Torniamo indietro, ancora più indietro: che cos’era il Milan per il piccolo Baresi prima del colpo di fulmine?
"Ricordo di essere stato milanista, di aver guardato questi colori anche quando avevo 10 anni. Sono arrivato a Milanello per la prima volta da quattordicenne e mi sembrava di entrare in Paradiso".
Che cosa è stato il Milan in tutta una vita?
"La mia ancora di salvezza. Ho perso mia madre e mio padre quando ero ancora adolescente e il Milan mi ha accolto, ha dato un senso a tutto".
Che anni erano?
"Difficili, già non era semplice venire via dal paese, da Travagliato, per andare nella grande città. Erano tempi diversi da questi e lo stacco si notava molto. In una situazione così, devi avere la forza mentale".
E quella c’era...
"Sì, ho trasformato il dolore in rabbia e determinazione. È stato così per tutta la carriera".
Sempre nella stessa città, sempre con gli stessi colori.
"La storia mia e del Milan è difficile da ripetere. Io credo che esistano pochi rapporti così: il Milan ha dato un senso alla mia vita e insieme siamo tornati a vincere, in quegli anni con Sacchi".
Che sentimento resta, alla fine di tutto questo?
"Riconoscenza".
Restano anche due soprannomi: “Piscinin” e “Kaiser Franz”, in omaggio a Beckenbauer . Piscinin, che usava anche Brera, le piace anche a 64 anni?
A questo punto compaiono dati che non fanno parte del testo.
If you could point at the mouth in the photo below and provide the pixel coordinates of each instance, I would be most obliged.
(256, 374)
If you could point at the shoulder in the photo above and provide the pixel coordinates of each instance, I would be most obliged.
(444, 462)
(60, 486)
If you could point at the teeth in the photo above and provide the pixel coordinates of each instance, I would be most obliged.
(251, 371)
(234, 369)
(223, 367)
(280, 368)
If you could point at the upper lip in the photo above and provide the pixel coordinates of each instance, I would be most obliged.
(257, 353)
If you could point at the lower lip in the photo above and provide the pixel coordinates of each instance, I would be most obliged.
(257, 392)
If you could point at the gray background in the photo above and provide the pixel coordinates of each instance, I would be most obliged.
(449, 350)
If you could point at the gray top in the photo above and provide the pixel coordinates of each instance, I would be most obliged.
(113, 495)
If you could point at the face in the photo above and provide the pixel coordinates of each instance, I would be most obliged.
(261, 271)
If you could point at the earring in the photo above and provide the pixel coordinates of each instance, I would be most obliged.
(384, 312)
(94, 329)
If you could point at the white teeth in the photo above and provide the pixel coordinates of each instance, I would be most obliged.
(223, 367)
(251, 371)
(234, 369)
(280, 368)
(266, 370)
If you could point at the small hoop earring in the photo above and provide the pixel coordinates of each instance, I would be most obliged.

"Massì, mi ricorda una delle persone a cui sono più legato: Paolo Mariconti, il massaggiatore che per me è stato una figura molto importante. Fu lui a inventare quel soprannome, così milanese, quando ero ancora un ragazzo e giocavo già con i grandi in prima squadra. Ero il Piccolino della squadra".
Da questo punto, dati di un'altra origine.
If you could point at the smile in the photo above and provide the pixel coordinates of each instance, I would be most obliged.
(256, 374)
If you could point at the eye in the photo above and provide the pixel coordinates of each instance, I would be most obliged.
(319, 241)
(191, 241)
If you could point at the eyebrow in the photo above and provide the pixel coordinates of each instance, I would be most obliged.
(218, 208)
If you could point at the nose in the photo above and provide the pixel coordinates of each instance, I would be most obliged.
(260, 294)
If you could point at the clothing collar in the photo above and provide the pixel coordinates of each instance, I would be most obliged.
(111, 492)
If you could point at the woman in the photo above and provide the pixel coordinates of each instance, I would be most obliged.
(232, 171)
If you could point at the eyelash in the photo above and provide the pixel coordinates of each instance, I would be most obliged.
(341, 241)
Il Piscinin è diventato padre di famiglia in rossonero. Si è scritto di offerte di altre squadre rifiutate, soprattutto negli anni della B, ma qual è stato il momento in cui siete stati più vicini a lasciarvi?
"Da calciatore, mai. Credo che davvero non ci sia stato un momento da possibile addio. Restare al Milan è stata una scelta di vita. C’è stata quell’esperienza da dirigente in Inghilterra, quando avevo smesso...».
Nel 2002, al Fulham di Al Fayed: 81 giorni da direttore tecnico, poi l’addio.
"In fondo fu soltanto un mese: prima della fine di agosto, ero già tornato a Milano. Avevo capito che non era il posto per me e non ho neanche iniziato a lavorare. Il cordone ombelicale con il Milan non si è mai rotto".
E alla fine, il dirigente lo ha fatto per il Milan.
"Con Fondazione Milan ho conosciuto la povertà, in Kenya, in Marocco. In Libano mi sono messo a giocare per la strada con i bambini. Sono emozioni che mi hanno completato".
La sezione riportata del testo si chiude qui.